The variety of stories, characters and settings in the book convinces me that William H. Coles is a diverse storyteller. Priests, black musicians, grocery store workers, housewives, young black boy, characters from all sorts of backgrounds come to life and show their desires and to what extent they would go for them.
My favorite stories are:
Gatemouth Willie Brown on Guitar. Told from Willie’s point of view, it has the authentic sounding voice of a black guitar player in New Orleans.
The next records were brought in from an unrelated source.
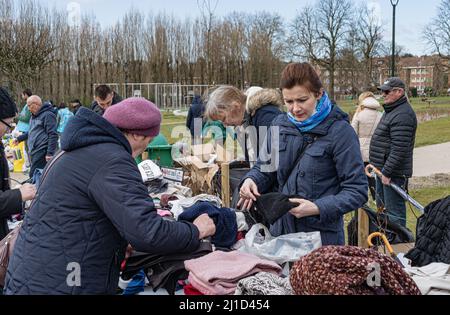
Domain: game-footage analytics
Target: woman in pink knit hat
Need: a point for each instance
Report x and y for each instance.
(92, 204)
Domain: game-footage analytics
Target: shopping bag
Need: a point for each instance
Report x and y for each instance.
(19, 155)
(282, 249)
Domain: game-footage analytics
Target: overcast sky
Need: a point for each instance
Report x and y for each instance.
(412, 15)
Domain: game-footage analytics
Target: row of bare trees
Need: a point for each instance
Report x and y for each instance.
(40, 49)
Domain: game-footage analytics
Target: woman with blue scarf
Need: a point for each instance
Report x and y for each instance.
(314, 159)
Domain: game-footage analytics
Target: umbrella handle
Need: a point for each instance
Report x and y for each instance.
(383, 238)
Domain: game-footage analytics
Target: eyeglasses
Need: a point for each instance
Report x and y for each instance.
(6, 124)
(389, 92)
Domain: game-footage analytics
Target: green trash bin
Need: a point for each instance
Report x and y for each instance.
(159, 140)
(161, 154)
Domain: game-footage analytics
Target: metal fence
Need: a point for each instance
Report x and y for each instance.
(164, 95)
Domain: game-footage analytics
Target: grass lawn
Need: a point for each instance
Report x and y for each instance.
(433, 132)
(438, 104)
(423, 196)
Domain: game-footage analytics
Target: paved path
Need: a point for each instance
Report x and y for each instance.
(433, 159)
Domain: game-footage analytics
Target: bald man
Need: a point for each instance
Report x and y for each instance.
(42, 138)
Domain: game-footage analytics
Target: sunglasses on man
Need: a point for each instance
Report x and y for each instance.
(389, 92)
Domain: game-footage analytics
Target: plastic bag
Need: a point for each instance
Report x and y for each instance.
(282, 249)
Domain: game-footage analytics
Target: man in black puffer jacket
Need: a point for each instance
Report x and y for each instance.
(92, 204)
(391, 149)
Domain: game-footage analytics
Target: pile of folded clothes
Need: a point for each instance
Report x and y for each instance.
(162, 271)
(219, 273)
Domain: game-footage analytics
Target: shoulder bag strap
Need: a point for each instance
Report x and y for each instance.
(46, 171)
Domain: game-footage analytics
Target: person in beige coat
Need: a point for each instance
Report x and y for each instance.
(365, 123)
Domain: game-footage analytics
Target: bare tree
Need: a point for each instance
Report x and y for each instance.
(26, 44)
(437, 33)
(318, 34)
(369, 32)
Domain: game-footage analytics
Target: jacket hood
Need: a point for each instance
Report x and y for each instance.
(263, 98)
(322, 129)
(371, 103)
(87, 128)
(390, 107)
(46, 107)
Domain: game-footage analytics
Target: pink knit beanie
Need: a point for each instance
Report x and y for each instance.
(136, 116)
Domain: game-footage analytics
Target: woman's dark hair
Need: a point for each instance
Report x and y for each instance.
(301, 74)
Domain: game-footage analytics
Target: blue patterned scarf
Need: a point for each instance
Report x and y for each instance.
(323, 109)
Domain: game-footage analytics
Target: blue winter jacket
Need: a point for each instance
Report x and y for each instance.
(90, 206)
(42, 134)
(331, 174)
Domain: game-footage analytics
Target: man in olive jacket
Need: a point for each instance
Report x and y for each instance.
(392, 146)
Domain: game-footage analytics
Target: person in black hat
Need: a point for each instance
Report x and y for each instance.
(391, 149)
(10, 200)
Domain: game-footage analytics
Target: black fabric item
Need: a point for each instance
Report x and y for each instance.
(396, 234)
(273, 206)
(433, 235)
(8, 108)
(163, 271)
(392, 145)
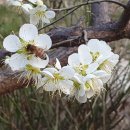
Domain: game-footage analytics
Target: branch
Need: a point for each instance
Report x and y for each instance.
(67, 39)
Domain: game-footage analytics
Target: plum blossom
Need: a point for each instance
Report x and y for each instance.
(91, 65)
(28, 35)
(58, 79)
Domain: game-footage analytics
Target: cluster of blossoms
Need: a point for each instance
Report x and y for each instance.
(82, 78)
(84, 75)
(37, 11)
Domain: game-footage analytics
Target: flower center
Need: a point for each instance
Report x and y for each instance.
(76, 84)
(40, 13)
(95, 55)
(57, 77)
(88, 85)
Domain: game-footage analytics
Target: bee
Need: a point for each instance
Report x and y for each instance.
(39, 52)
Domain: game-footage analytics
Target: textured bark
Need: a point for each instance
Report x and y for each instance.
(66, 40)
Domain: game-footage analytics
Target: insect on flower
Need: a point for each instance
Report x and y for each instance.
(39, 52)
(29, 48)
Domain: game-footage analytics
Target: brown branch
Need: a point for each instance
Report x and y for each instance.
(67, 39)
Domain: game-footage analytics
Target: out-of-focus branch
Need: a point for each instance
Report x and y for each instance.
(67, 39)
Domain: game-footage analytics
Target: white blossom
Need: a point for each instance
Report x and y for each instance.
(60, 80)
(28, 35)
(103, 55)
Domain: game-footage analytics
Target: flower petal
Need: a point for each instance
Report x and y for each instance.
(34, 19)
(17, 61)
(12, 43)
(105, 49)
(38, 62)
(49, 85)
(90, 93)
(58, 65)
(94, 45)
(114, 59)
(51, 70)
(50, 14)
(66, 86)
(33, 1)
(81, 91)
(28, 32)
(73, 60)
(92, 67)
(67, 72)
(45, 20)
(26, 8)
(84, 53)
(43, 41)
(102, 75)
(82, 99)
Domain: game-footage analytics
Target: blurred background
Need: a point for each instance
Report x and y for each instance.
(26, 109)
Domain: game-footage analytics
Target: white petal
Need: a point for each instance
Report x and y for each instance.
(34, 19)
(50, 14)
(28, 32)
(78, 78)
(92, 67)
(73, 60)
(50, 86)
(82, 99)
(105, 49)
(38, 62)
(43, 41)
(94, 45)
(45, 20)
(84, 53)
(32, 1)
(81, 91)
(114, 59)
(17, 61)
(51, 70)
(41, 8)
(26, 8)
(58, 65)
(102, 75)
(48, 73)
(66, 86)
(12, 43)
(15, 3)
(89, 77)
(90, 93)
(67, 72)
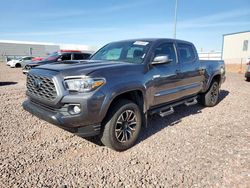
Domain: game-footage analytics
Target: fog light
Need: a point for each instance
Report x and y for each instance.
(74, 109)
(77, 109)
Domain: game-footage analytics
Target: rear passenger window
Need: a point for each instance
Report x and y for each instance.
(186, 52)
(166, 49)
(78, 57)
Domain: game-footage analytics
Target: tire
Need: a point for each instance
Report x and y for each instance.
(211, 97)
(122, 126)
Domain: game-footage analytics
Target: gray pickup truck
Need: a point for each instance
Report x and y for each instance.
(113, 93)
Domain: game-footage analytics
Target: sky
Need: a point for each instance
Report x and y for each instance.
(97, 22)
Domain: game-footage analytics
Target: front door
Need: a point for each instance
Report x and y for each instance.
(165, 76)
(191, 74)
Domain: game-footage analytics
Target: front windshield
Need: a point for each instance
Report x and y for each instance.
(128, 51)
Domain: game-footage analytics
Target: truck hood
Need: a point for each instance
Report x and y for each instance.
(69, 68)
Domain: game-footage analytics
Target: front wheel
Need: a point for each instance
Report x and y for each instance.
(211, 97)
(122, 126)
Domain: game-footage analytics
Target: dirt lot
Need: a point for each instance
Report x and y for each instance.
(195, 147)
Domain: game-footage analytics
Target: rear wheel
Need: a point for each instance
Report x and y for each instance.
(122, 126)
(211, 97)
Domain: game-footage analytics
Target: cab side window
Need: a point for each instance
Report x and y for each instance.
(186, 53)
(78, 57)
(166, 49)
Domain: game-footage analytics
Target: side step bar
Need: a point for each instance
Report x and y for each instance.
(169, 109)
(166, 113)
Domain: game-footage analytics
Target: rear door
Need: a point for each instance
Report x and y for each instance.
(165, 76)
(191, 74)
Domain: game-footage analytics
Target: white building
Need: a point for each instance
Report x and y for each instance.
(236, 47)
(37, 49)
(213, 55)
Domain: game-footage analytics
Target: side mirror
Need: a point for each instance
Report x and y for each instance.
(161, 60)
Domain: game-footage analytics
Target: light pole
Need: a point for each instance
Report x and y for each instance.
(175, 18)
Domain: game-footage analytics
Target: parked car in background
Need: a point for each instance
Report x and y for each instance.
(18, 62)
(59, 56)
(37, 59)
(247, 74)
(113, 93)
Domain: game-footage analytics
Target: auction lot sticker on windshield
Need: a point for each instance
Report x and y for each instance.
(141, 43)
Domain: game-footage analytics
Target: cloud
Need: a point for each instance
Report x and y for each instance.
(215, 20)
(96, 11)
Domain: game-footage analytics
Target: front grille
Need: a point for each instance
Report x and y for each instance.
(41, 87)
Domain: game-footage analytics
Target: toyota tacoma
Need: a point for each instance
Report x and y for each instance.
(112, 94)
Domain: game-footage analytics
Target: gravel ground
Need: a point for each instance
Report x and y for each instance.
(195, 147)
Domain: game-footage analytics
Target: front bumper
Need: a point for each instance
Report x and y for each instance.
(57, 117)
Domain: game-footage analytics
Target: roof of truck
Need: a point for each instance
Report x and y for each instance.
(154, 40)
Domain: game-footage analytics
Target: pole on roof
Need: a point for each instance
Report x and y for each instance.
(175, 18)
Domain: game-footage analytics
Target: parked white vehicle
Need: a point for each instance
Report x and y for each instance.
(17, 62)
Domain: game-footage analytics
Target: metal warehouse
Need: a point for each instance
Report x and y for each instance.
(236, 47)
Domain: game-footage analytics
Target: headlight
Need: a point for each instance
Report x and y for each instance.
(83, 84)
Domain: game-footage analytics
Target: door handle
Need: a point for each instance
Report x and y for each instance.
(201, 70)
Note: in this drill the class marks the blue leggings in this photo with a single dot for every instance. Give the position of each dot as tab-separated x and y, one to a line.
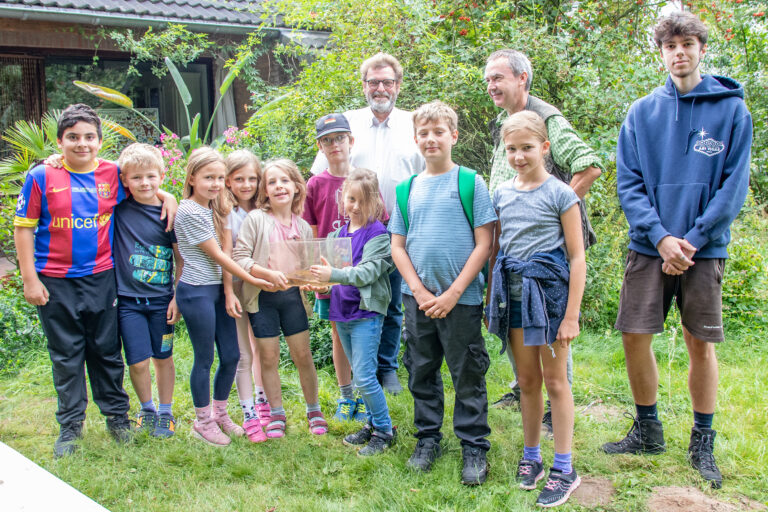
204	312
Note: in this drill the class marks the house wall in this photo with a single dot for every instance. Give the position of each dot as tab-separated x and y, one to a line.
40	38
19	35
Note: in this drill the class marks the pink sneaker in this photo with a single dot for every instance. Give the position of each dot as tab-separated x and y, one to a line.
262	409
223	420
206	429
276	426
317	423
253	430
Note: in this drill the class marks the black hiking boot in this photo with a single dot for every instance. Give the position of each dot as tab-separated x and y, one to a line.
508	400
119	428
379	442
475	469
66	444
360	437
702	458
424	454
645	436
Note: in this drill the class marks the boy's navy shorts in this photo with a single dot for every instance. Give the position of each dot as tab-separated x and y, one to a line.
280	310
144	328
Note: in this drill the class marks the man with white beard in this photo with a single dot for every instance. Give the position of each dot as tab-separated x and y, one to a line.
384	143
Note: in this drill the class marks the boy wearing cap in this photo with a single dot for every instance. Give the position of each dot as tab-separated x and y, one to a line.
321	211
Willie says: “…like she’d never had dope in her possession since Christ be born in Bethlehem.” The writer invokes some beautiful imagery: “make it sound joyful-sorrow like a colored parade band coming back from a funeral.”
Homonculus has good pacing, vivid narration and effective use of literary techniques.
Suchin‘s Escape: good characterization and dialogue. Although the point of view changes (Antoine, Suchin), the story is good despite it.
The Stonecutter captured the longing of the boy Willie, and has a bittersweet ending.
Amtrack Silver Service is chilling and kind of disturbing, but very effective.
The Cart Boy has excellent description of someone with spastic disorder: “like stomping a roach…” (page141).
Big Gene is a story of a black man who peacefully faces the KKK. The Cart Boy and Big Gene are both touching stories that illustrate kindness and make us believe in mankind’s capability for goodness.
Reddog has good dialogue, again another example of an authentic sounding voice.
Crossing Over is a short, effectively creepy, psychological story.
However, sometimes the stories or characters are not as engaging, or are confusing. For example, in the first story, The Gift, the conclusion abruptly focuses on Agnes instead of Catherine. The inconsistent names of Sister Mary Margaret (Maggie, Sister Mary Maggie) is also distracting.
The ending of Sister Carrie to me is not convincing. I do not see how Jessie and Carrie became close, because throughout the story Jessie is always reprimanding Carrie. Jessie hates Zamel, then suddenly, inexplicably loves him.
So, there are times when the resolution of the story isn’t as convincing, or the stories don’t flow well. But overall I would recommend reading this book.